Il est méconnaissable, ce vaincu que les pires défaites de la politique ont laissé alerte et souriant, et dont les yeux saignent à force de larmes, aujourd’hui, sous le coup qui lui broie le cœur !

Voûté, le pas traînant, jeune de visage toujours, mais d’allure brisée, le geste indécis, la voix hachée de sanglots, il erre en parlant, dans la pénombre de la vaste pièce, puis s’assied, comme harassé, à bout de souffle.

Il me raconte l’agonie de la disparue ; le mieux menteur des phtisies survenant, leur rendant confiance à tous deux ; ensuite, un léger malaise, le médecin appelé — et lui disant, à lui, en redescendant : « C’est fini ! »

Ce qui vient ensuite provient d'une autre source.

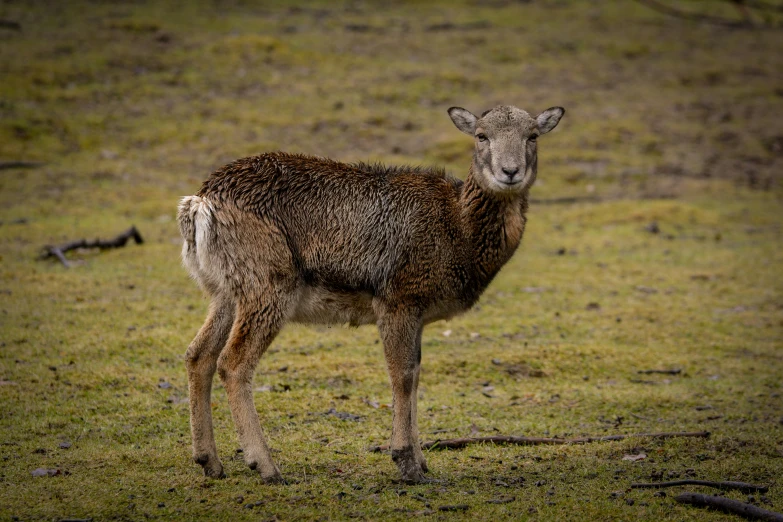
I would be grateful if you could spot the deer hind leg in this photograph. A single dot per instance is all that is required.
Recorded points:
(415, 410)
(401, 334)
(258, 319)
(201, 361)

Alors, la malade, avec cette divination de ceux que la mort guette, l’interrogeant du regard, et blottissant sa main dans la sienne, douze heures durant. Puis un souffle, un rien, quelque chose comme un vol d’oiseau à travers la chambre ; lui qui crie éperdu, les mains jointes : « Ne t’en va pas ! »… et le pâle visage qui glisse sur l’oreiller comme un lis fauché !

Et, tandis qu’il parle, des heurts sourds scandent ses paroles, un tapage de marteaux discrets — c’est, dans l’entrée, les tentures funèbres que l’on cloue…

À ce moment, le général s’en va, m’envoie une amie, pour me donner quelques détails sur ce que fut l’enfance de la morte, sa jeunesse, la continuelle mélancolie de sa vie.

— On l’a mise en bière tout à l’heure. Mais s’il vous plaît de monter ?

J’accepte. Nous gravissons le large escalier aux murs blancs. Un étage, puis deux. Je m’arrête sur le palier, émue jusqu’au frisson…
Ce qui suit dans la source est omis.